Monday, 25 August 2014

From The Hurst 1

Almost a month without a blog but I'll try to keep one up from here, now that tutors get wifi.

It was a long journey of three parts, the first jogging along from Wymondham to Birmingham via Ely, the second a little nightmarish to start with because the journey from Birmingham to Shrewsbury had to be by bus, and not only is Birmingham New Street the worst possible major railway station in the country but also because though there was twenty minutes between arrival there and the departure of the bus there were no clues as to where the bus was likely to be found and the rail staff weren't too sure themselves, so the suspense and anxiety of possibly missing the bus did not help the sense of being in the rain in not only the worst possible station but the ugliest possible environment for it. The bus stop was in fact some distance from the station.
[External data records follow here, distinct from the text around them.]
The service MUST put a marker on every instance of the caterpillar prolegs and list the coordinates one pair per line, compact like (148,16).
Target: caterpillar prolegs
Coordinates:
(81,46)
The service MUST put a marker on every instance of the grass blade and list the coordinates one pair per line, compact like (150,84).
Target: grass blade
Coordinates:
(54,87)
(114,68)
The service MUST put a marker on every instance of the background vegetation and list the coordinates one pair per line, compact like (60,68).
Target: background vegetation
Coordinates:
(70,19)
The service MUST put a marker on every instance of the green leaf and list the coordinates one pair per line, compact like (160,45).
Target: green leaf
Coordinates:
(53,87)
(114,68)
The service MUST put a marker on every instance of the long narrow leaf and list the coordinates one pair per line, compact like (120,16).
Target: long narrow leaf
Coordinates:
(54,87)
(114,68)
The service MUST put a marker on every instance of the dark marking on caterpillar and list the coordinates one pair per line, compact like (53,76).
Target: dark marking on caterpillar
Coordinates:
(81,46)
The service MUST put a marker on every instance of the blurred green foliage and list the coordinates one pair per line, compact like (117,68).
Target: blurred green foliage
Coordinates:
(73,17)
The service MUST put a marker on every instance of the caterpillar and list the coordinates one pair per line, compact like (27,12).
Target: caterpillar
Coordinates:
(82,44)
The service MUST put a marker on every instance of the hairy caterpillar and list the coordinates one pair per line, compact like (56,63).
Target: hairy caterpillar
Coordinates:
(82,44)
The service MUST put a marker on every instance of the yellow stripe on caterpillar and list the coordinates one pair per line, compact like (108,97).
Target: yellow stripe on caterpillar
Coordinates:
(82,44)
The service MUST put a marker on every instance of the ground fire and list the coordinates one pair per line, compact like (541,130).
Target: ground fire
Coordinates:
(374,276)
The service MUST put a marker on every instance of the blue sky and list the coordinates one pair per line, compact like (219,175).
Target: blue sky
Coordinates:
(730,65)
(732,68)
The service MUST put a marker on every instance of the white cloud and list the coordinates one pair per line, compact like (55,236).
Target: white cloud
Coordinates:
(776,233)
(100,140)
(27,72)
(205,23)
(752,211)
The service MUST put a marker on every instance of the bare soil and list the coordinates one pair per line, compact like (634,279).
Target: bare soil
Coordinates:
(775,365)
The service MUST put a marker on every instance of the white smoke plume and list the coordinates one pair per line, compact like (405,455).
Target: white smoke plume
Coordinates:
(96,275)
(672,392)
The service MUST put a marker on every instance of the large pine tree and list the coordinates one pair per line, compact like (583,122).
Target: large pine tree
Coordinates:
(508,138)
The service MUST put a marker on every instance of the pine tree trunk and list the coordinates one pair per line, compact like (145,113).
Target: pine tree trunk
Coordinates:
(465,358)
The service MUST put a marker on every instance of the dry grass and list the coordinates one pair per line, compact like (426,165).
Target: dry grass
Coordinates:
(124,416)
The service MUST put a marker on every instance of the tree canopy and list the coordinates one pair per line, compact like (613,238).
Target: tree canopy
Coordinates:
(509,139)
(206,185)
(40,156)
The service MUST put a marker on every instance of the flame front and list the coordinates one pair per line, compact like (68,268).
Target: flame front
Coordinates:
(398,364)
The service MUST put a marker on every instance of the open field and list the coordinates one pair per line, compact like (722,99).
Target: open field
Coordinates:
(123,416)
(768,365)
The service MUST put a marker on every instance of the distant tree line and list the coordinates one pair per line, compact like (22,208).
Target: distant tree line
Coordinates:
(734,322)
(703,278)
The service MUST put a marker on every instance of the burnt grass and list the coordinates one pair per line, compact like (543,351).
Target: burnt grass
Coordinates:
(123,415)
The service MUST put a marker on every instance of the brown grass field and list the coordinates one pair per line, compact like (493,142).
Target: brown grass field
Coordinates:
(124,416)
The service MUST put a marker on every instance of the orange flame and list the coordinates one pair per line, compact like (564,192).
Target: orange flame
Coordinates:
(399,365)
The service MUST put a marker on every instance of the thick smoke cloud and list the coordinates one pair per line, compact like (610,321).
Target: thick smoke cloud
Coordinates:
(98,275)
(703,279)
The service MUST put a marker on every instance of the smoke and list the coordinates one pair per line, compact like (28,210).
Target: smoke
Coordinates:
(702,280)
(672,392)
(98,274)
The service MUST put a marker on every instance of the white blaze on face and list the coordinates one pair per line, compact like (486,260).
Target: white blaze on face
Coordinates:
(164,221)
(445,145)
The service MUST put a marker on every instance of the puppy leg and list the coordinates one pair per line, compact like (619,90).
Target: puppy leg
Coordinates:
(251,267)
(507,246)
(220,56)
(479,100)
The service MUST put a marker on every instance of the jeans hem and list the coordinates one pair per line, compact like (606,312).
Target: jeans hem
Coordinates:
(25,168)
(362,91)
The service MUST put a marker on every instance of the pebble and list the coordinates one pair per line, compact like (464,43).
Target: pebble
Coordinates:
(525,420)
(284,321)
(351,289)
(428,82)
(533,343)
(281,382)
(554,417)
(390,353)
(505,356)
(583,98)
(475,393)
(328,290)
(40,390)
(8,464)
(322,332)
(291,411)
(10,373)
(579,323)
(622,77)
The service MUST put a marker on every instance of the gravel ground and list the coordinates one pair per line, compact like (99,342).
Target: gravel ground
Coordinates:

But the bus came and people got on and there followed two hours of mostly motorway - someone some time must write a book titled The Inexhaustible Pleasures of the Motorway - until we reached Shrewsbury then it was on to the small three-carriage train that goes all the way into the heart of Wales.

The last part of the journeyis beautiful even in the mist and mizzle, hills rising on hills, each peak fringed with cloud, the valleys billowing with it. It is wonderful to be among hills when one is used to living in a relatively flat landscape. Every hill is an event. Sheep everywhere, disposed, as Hans Arp might put it, according to the laws of chance.

Rain continues when I arrive along with a fellow student who introduces himself. A car is waiting for us and we are driven to The Hurst arriving at exactly the same time as Kathryn and a student who had driven her up from London.

We meet Natasha and Gabriella who show us round. The place has completely changed. The new architecture is nice though still needs snagging but everything is in one building now and my room is vast and modern and comfortable. The old circumstantial privations of Arvon are gone. We are a touch austere but there is space.

We photocopy material we want to use, Natasha talks to us, then we go into the dining room where I get involved in conversations about ekphrasis, Modernism, Max Ernst, manners and music. After that the introductions and the first session.

I offer some riddles and get people to write them, then suggest an epigrammatic poem by the morning, one in the form of an epitaph, the other in the form of a self-presentation. The course will concentrate on rule, self and voice.

Late. Almost 11pm. Which is not that late really but after an early rising and a seven and a half hour journey it feels late. And so to bed as Mr Pepys would say.

Therefore to bed. Pictorial matter later.


Diane said...

So very good to have you back, George.

George S said...

Thank you. I will endeavour to remain back.